But if we look more closely at the DMA binding for our zero-length descriptor we find something odd. It's not actually zero, but 0x4000 (or 16K).

> 0xfffffe0528027e20::print i40e_trqpair_t itrq_tcb_work_list[0t216] | ::print i40e_tx_control_block_t tcb_bind_info[0]
tcb_bind_info = {
    tcb_bind_info->dbi_paddr = 0x27be1036
    tcb_bind_info->dbi_len = 0x4000
}
> 0x4000=D
                16384           

It turns out that the max size is actually supposed to be ONE LESS than the real max. We can confirm this by looking at the rootnex implementation. In this case count_max is what controls out max DMA size, and we always add 1 to it. We only roll it back if the addition was deemed to cause an overflow.

	/*
	 * Figure out our maximum segment size. If the segment size is greater
	 * than 4G, we will limit it to (4G - 1) since the max size of a dma
	 * object (ddi_dma_obj_t.dmao_size) is 32 bits. dma_attr_seg and
	 * dma_attr_count_max are size-1 type values.
	 *
	 * Maximum segment size is the largest physically contiguous chunk of
	 * memory that we can return from a bind (i.e. the maximum size of a
	 * single cookie).
	 */

	/* handle the rollover cases */
	seg = attr->dma_attr_seg + 1;
	if (seg < attr->dma_attr_seg) {
		seg = attr->dma_attr_seg;
	}
	count_max = attr->dma_attr_count_max + 1;
	if (count_max < attr->dma_attr_count_max) {
		count_max = attr->dma_attr_count_max;
	}

This is all a long way of saying that i40e has an off-by-one error in its DMA initialization.
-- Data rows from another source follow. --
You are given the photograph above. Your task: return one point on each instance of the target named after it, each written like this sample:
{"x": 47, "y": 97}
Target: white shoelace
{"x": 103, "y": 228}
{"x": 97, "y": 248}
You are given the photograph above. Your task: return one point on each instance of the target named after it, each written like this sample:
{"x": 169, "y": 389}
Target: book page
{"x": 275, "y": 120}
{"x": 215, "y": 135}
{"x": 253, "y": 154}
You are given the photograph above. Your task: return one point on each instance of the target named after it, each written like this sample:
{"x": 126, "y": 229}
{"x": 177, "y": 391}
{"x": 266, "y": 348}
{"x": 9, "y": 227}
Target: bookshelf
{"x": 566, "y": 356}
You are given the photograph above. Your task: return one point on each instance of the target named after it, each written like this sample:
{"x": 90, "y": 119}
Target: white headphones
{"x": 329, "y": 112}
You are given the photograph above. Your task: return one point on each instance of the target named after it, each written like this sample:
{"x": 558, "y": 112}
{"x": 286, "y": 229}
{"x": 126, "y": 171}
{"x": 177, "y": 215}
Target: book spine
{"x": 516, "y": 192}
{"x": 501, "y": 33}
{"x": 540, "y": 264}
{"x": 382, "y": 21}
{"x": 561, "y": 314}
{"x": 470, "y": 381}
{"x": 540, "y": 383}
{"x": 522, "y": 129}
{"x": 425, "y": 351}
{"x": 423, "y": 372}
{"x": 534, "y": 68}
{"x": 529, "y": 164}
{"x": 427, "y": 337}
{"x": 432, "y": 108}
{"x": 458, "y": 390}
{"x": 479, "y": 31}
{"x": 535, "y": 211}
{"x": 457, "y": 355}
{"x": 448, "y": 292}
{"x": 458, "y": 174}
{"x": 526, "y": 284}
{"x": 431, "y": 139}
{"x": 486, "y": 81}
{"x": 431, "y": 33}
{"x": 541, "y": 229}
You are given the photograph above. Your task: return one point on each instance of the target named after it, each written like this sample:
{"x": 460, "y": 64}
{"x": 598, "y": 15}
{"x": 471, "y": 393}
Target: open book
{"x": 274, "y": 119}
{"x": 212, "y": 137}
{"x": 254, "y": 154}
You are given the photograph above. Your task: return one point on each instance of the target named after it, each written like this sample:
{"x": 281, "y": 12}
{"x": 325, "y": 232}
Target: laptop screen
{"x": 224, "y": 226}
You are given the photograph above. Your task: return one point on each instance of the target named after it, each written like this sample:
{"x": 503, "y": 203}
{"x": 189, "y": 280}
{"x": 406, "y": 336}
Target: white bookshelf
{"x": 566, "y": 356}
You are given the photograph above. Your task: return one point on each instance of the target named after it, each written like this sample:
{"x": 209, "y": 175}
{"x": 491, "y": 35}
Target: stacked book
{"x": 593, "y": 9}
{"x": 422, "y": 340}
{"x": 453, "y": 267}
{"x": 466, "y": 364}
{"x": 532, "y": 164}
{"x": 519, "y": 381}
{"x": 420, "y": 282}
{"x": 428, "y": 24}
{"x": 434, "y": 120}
Part of the issue is that we don't document this in ddi_dma_attr_t(9S); but it's clearly stated in the original Writing Device Drivers manual, where it says:

Specifies the maximum transfer count that the DMA engine can handle in one cookie. The limit is expressed as the maximum count minus one. This count is used as a bit mask, so the count must also be one less than a power of two.

Though I'm not sure about the bitmask comment. In this case the value would have to be 0x1FFF versus 0x3FFE.

Comments

Comment by Ryan Zezeski [X]
Created at 2018-11-05T23:35:44.287Z

It looks like this is also the culprit behind illumos-joyent#180.


Comment by Ryan Zezeski [X]
Created at 2018-11-13T16:18:37.753Z

I tested this by running the same iperf producer for an entire day and verified with dtrace that we never see a DMA bind of 0x4000 and that the rings never freeze. With this patch applied, youzhongyang still sees a potential freeze issue (illumos-joyent#180), but there are other non-committed patches at play in that issue. And we know that the DMA bind size is in fact an issue. So I see no reason to hold this patch based on the report in illumos-joyent#180.


Comment by Jira Bot
Created at 2018-11-14T21:27:11.873Z

illumos-joyent commit 6f6fae1b433b461a7b014f48ad94fc7f4927c6ed (branch master, by Ryan Zezeski)

OS-7344 i40e Tx freeze caused by off-by-one DMA
Reviewed by: Robert Mustacchi <rm@joyent.com>
Reviewed by: Rob Johnston <rob.johnston@joyent.com>
Approved by: Robert Mustacchi <rm@joyent.com>